SennseJ: Inicjatorami byli bleub i Yaper. Zagadali, ja się zgodziłem i działamy. Bardzo cieszy mnie fakt że jestem od samego początku i miałem jakiś wkład w to jak wygląda Co-Relacja. Niestety w niektórych obowiązkach nie pomagam tak, jak by to wypadało, ale chłopaki chyba jeszcze mnie wyrzucić nie chcą.
W jaki sposób powstaje każdy odcinek? Jak wyglądają Wasze
przygotowania?
yaper: Planowanie to klucz do sukcesu. Jak doskonale wiadomo, nagrywamy w regularnych odstępach czasowych, co dwa tygodnie. Tydzień, w którym planujemy nagranie to jeden wielki plac budowy. Rozpoczynamy od typowego szkieletu, line-upu, do którego każdy może zasugerować dowolne interesujące treści. Następnie ma miejsce burza mózgów - wspólnie decydujemy, które tematy mają największy sens i optymalizujemy rozkład jazdy pod kątem objętości i atrakcyjności. Ten proces trwa praktycznie do niedzieli, wtedy zbieramy się o ustalonej uprzednio porze i nagrywamy, to co leci Wam w głośnikach / słuchawkach. Przed nagraniem właściwym rzeczą normalną jest test sprzętu, aby uniknąć katastrofy w trakcie. Finalne szlify to obróbka audio i sklejanie całego materiału do kupy. Proces ten ciągle ulega usprawnieniom, człowiek uczy się na błędach i wyciąga wnioski ze swoich dokonań.
Skład Ekipy lubi zmieniać ilość aktualnie wypowiadających się
członków, których to często zastępują jednak goście specjalni. W 17
odcinku posłuchać mogliśmy jednego z redaktorów CD-Action, Adziora,
który to ramię w ramię z Wami dyskutował na różne tematy - czy
przyszłość przyniesie persony równie sporego formatu? Czy każdy może
tak z Co-Relacją sobie usiąść i pogawędzić?

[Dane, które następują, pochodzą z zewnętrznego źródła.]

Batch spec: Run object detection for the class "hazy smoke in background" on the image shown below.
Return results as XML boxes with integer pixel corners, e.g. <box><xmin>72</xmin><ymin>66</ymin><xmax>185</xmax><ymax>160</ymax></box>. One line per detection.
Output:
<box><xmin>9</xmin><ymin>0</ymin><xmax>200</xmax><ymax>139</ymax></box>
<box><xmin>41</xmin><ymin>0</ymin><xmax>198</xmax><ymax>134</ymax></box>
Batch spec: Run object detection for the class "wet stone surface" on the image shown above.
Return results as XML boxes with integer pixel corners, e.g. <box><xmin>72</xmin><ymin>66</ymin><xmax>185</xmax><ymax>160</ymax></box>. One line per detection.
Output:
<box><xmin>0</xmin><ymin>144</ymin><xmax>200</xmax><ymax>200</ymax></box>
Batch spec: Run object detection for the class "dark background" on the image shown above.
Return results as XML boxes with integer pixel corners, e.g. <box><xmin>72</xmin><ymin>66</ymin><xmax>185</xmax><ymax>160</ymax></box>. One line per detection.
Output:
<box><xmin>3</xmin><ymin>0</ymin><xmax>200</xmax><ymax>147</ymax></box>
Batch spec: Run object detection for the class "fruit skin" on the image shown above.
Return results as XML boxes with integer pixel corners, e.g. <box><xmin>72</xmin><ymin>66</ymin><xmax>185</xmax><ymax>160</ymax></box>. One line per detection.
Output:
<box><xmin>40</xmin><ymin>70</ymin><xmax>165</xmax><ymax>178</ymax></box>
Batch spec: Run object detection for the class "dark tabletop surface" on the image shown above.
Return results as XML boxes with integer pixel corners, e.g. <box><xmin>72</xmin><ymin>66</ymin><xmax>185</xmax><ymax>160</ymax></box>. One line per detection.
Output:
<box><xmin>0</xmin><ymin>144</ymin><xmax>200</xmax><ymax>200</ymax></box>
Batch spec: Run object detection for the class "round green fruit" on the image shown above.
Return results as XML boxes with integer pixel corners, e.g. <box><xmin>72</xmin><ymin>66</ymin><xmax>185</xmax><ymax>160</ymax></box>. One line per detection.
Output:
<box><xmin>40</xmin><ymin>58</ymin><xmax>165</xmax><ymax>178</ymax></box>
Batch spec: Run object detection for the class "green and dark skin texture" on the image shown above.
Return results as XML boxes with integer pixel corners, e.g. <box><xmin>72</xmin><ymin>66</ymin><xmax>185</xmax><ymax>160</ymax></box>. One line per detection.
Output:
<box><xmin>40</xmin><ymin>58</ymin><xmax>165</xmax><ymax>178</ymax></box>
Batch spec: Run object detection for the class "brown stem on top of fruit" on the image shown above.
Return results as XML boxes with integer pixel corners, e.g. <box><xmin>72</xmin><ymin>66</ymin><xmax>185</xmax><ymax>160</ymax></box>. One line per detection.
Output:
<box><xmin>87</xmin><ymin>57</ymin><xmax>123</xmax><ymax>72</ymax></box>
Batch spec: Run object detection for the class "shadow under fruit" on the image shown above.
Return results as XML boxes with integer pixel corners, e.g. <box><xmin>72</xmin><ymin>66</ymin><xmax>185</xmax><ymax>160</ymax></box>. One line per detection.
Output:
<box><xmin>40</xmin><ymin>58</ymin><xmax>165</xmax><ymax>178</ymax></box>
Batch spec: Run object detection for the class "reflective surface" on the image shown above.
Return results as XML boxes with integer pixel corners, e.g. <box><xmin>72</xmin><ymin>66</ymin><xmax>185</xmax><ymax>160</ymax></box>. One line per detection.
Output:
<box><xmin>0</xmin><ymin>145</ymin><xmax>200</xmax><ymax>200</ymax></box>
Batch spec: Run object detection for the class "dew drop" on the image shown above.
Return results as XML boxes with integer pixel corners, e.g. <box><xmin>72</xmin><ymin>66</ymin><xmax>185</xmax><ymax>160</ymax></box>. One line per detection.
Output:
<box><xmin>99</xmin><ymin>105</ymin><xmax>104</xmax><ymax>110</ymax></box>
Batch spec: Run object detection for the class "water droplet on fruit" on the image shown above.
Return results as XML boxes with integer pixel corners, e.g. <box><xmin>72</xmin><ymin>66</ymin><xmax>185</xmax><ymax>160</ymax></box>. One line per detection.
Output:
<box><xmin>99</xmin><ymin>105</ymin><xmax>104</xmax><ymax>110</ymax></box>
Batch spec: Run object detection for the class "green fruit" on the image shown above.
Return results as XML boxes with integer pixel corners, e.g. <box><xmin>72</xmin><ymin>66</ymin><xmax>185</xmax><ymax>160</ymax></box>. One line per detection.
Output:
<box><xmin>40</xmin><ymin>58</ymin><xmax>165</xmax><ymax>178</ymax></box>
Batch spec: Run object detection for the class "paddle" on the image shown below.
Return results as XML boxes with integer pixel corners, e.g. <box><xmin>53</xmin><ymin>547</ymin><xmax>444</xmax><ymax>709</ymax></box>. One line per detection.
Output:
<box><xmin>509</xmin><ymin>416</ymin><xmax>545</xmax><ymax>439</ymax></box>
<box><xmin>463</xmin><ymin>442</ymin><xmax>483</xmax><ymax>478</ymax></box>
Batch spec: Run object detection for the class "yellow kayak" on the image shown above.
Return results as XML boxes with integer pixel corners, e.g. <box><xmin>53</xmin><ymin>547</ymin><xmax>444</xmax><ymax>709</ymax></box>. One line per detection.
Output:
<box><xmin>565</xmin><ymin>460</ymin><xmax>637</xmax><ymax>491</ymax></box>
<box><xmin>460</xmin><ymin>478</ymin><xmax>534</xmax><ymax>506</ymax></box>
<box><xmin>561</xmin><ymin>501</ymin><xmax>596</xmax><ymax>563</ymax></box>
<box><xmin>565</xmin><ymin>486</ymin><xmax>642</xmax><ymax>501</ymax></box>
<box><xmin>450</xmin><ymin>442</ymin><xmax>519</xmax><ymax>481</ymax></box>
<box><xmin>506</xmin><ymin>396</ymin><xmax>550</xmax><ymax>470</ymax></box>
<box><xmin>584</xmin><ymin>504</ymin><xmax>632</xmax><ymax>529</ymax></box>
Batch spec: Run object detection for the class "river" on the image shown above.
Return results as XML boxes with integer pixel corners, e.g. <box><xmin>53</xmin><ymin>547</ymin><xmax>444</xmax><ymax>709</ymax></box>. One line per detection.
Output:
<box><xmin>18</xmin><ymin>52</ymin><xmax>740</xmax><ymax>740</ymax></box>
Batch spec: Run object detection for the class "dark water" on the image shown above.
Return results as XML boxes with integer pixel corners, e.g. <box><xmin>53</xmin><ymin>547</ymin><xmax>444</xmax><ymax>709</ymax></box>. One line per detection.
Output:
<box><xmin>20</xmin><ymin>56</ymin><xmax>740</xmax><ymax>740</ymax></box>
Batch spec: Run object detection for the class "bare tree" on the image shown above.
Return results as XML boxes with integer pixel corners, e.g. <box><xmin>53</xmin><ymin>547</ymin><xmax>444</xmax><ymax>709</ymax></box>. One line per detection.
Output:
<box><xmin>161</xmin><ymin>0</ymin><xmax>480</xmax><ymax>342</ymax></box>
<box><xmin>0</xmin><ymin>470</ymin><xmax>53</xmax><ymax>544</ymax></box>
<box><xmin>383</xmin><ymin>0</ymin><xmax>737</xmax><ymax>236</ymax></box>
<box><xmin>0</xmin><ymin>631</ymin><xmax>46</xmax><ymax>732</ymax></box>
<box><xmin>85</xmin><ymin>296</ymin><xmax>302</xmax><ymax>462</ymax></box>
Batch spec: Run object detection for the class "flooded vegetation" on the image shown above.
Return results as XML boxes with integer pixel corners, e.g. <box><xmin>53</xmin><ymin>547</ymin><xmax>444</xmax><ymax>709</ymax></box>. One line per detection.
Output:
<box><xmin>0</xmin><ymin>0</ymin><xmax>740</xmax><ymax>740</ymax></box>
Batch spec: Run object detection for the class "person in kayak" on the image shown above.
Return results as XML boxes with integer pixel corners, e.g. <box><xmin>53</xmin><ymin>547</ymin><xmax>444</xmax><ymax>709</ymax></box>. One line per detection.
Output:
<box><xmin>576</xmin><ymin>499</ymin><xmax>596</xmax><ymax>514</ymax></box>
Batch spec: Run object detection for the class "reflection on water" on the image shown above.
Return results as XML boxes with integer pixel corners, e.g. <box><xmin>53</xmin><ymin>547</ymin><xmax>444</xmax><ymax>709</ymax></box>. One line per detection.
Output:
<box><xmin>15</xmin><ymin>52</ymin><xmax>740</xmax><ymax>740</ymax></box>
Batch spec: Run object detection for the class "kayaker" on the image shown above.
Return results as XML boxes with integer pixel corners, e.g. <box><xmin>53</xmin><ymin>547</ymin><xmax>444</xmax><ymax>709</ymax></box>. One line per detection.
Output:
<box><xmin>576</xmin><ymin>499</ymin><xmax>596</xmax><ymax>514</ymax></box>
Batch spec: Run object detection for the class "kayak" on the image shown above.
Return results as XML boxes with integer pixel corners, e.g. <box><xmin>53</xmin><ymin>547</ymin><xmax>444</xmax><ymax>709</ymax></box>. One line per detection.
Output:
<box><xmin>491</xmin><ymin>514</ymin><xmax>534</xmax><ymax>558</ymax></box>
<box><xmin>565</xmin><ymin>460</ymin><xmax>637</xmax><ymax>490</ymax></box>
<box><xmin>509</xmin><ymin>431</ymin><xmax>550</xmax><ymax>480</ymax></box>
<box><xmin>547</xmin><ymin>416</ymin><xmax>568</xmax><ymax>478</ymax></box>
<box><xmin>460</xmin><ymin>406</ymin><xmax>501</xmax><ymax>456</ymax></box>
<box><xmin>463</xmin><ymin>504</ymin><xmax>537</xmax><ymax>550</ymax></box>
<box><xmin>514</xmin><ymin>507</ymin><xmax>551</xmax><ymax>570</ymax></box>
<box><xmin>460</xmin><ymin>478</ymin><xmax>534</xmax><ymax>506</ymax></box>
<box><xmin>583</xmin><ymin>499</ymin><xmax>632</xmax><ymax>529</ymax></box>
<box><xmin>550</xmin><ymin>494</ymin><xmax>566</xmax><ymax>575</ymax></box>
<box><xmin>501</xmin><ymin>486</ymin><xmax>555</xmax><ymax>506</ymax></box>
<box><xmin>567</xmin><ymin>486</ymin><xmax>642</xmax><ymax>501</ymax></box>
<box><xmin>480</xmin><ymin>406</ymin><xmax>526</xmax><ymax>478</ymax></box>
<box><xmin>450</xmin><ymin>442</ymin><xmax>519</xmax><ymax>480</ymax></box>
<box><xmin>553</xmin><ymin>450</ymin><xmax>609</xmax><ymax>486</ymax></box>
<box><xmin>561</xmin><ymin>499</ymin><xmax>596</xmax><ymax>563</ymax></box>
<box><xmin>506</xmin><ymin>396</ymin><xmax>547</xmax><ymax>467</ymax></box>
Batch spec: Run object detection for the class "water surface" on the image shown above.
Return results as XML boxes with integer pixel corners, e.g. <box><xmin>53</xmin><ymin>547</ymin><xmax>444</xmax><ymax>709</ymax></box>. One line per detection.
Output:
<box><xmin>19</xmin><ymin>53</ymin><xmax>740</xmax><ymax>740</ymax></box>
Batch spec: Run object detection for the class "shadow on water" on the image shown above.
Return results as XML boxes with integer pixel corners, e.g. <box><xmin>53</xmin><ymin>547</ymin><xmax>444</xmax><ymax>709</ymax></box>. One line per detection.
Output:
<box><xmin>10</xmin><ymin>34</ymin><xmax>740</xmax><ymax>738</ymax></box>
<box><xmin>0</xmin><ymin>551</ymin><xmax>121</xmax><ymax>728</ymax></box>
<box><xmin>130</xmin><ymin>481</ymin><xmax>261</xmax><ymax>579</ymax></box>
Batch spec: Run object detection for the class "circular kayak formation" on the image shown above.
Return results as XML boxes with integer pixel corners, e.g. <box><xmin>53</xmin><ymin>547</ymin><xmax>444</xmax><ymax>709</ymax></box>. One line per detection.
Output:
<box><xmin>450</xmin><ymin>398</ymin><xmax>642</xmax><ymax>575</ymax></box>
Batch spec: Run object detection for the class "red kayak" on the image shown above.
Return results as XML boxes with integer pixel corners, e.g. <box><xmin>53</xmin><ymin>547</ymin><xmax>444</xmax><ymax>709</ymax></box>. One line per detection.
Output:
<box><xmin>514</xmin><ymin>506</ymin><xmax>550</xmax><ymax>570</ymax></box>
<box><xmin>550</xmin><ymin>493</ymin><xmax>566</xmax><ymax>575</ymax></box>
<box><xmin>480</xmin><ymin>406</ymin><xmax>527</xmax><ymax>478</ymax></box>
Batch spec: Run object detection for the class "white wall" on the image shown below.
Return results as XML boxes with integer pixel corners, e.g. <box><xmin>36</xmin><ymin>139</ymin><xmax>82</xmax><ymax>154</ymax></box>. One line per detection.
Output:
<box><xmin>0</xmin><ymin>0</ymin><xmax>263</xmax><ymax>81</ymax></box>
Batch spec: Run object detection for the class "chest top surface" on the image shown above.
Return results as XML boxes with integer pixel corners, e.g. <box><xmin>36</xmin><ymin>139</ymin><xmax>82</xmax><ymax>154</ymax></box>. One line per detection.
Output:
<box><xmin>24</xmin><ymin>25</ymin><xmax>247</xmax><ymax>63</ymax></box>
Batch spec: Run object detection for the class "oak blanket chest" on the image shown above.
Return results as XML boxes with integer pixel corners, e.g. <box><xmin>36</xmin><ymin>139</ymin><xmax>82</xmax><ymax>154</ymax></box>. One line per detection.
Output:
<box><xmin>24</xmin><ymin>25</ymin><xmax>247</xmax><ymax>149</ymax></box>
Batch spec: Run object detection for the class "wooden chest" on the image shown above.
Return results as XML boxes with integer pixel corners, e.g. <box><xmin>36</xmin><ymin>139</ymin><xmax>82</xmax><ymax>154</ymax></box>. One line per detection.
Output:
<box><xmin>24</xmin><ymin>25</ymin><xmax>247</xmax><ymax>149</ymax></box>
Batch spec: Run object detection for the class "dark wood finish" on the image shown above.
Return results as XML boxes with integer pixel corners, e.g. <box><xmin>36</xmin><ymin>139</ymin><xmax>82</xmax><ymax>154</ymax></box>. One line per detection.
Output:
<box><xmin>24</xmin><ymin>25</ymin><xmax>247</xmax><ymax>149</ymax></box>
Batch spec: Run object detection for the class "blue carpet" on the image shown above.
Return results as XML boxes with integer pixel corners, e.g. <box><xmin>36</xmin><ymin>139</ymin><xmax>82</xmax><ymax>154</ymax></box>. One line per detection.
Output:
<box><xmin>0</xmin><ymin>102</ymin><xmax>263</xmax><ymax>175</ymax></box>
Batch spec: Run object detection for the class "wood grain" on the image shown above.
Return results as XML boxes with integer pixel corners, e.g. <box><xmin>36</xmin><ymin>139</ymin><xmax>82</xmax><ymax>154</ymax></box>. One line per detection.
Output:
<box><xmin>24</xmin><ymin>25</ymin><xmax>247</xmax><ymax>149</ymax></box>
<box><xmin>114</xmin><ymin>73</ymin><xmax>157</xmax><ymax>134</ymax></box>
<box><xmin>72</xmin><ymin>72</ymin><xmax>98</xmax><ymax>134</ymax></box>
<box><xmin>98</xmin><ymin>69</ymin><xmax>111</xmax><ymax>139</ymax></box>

bleub: Odcinek z Adziorem nagrywało nam się niezwykle przyjemnie, miał również większą popularność wśród słuchaczy, dlatego będziemy w przyszłości starali się "organizować" do podcastu równie ciekawe osoby. Praktycznie co odcinek audycja ulega pewnym zmianom, sporo rzeczy dzieje się również obok samego podcastu, przez co nie możemy zapewnić w każdej odsłonie nowej osobistości, niemniej idea gości specjalnych będzie trwała.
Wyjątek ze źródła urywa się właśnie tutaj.